Question

A simple generator has a square armature 7.0 cm on a side. The armature has 85 turns of 0.59-mm-diameter copper wire and rotates in a 0.650-T magnetic field the generator is used to power a lightbulb rated at 12 0 Y and 25 0 W. at what rate should the generator rotate to provide 12.0 V to the bulb? Consider the resistance of the wire on the armature.

Answer 1

To provide a voltage of 12.0 V to the lightbulb, the generator should rotate at a rate of approximately 336.52 radians per second.

Step-by-step explanation:

To provide a voltage of 12.0 V to the lightbulb, the generator needs to rotate at a certain rate. We can calculate the rate using the formula:

V = NABω

Where V is the voltage (12.0 V in this case), N is the number of turns (85), A is the area of the armature (side length squared, 7.0 cm x 7.0 cm), B is the magnetic field (0.650 T), and ω is the angular velocity in radians per second (to be determined).

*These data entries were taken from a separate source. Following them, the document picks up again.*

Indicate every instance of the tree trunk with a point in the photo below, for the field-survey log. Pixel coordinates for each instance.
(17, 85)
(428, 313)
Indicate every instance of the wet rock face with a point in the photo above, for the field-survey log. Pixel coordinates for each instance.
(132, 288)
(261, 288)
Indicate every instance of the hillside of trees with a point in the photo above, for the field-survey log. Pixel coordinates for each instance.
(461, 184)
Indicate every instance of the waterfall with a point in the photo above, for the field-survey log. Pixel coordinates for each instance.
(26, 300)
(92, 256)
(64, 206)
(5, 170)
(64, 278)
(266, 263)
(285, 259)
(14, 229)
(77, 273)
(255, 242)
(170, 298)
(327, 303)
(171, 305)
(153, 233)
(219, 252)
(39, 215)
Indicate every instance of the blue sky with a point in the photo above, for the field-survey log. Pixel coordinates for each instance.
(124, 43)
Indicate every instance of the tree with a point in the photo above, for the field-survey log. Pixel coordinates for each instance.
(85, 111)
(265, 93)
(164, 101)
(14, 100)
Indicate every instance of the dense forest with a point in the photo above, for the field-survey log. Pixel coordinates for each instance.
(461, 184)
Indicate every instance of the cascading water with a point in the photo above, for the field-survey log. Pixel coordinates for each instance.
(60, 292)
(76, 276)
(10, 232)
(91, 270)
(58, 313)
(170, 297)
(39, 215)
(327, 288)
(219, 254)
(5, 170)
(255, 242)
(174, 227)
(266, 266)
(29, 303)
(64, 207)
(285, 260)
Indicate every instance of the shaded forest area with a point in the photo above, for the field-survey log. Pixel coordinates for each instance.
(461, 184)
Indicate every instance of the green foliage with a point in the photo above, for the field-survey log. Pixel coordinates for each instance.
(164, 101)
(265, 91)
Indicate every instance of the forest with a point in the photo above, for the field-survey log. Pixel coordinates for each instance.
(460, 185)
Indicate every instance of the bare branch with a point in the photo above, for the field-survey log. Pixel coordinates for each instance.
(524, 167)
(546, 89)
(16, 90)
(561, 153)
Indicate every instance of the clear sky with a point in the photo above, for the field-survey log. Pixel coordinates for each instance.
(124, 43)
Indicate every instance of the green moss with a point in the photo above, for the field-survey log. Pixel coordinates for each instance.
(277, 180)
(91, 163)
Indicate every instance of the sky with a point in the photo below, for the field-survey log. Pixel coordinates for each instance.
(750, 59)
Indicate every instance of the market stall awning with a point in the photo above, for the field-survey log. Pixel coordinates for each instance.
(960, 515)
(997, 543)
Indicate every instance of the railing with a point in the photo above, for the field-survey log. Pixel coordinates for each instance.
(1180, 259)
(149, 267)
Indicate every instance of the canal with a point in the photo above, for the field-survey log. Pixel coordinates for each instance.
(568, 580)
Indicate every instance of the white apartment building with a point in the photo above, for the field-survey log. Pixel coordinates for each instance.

By rearranging the formula, we can solve for ω:

ω = V / (NAB)

Substituting the given values:

ω = 12.0 V / (85 turns x (0.07 m)^2 x 0.650 T)

Converting the side length of the armature from cm to meters:

ω = 12.0 V / (85 turns x (0.07 m)^2 x 0.650 T)

Simplifying the equation gives:

ω ≈ 336.52 rad/s

Therefore, the generator should rotate at a rate of approximately 336.52 radians per second to provide 12.0 V to the lightbulb.